Honorable mentions went to Illinois, Arkansas, New Hampshire and Vermont.
The worst states for online privacy, according to the report, are Wyoming, Mississippi, Idaho, Pennsylvania and Iowa.
In Wyoming, companies are not required to dispose of users’ personal data after a set period of time, and employers are not barred from forcing employees to hand over passwords to social media accounts.
Mississippi lacks laws that protect employee personal accounts and communications from employers. Companies are not required to dispose of users’ personal data. K-12 student information has no explicit protection under law.
Idaho does not require companies nor the government dispose of any data they’ve collected. It lacks a shield law to protect journalists and their sources. Social media privacy is not protected from employers or educational institutions.
Companies and the government can retain personal data about users indefinitely without consequence in Pennsylvania. There are no laws on the books that protect grade school student info. Social media profiles are not protected from employers or schools under the law.
The government and companies in Iowa are not required to dispose of personal data that they’ve collected. Iowa lacks a shield law to protect journalists, and does not protect social media privacy when it comes to schools and employers.

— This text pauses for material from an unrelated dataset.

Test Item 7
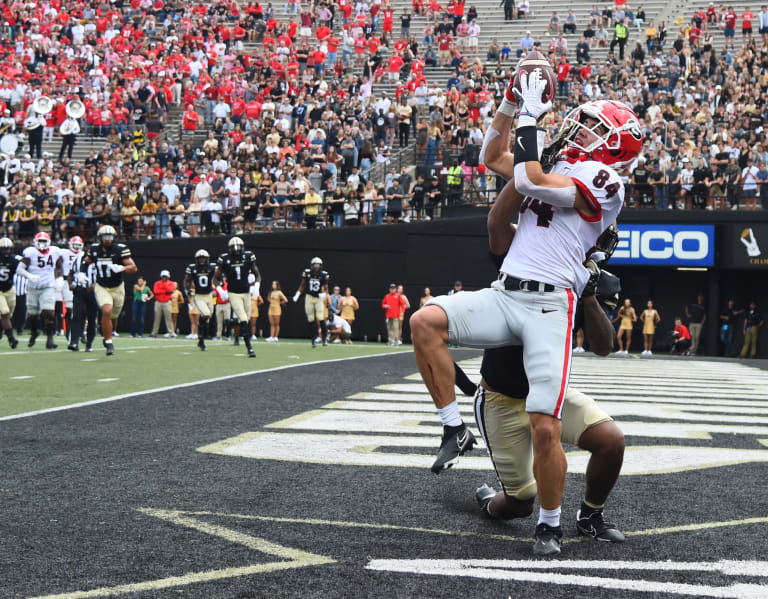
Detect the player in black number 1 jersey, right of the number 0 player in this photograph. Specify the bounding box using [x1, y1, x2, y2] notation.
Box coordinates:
[213, 237, 261, 358]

According to the report, a few key points stood out that exemplify new privacy law trends in the U.S:
- Maine introduced a new data protection act in 2019 that stipulates internet service providers cannot “use, disclose, sell, or permit access to customer personal information” without customer consent, save for certain exemptions such as complying with a court order
- Nevada passed an act on October 1, 2019 that allows customers to opt out of online data sharing
- South Dakota passed a shield law to protect journalists in March
- Utah passed a bill in 2019 that prevents a wide range of providers from handing over user data to law enforcement without a warrant
- State scores moderately correlate (r = 0.4) with how they voted in the 2016 presidential election. Those that voted for Clinton tended to have higher privacy scores.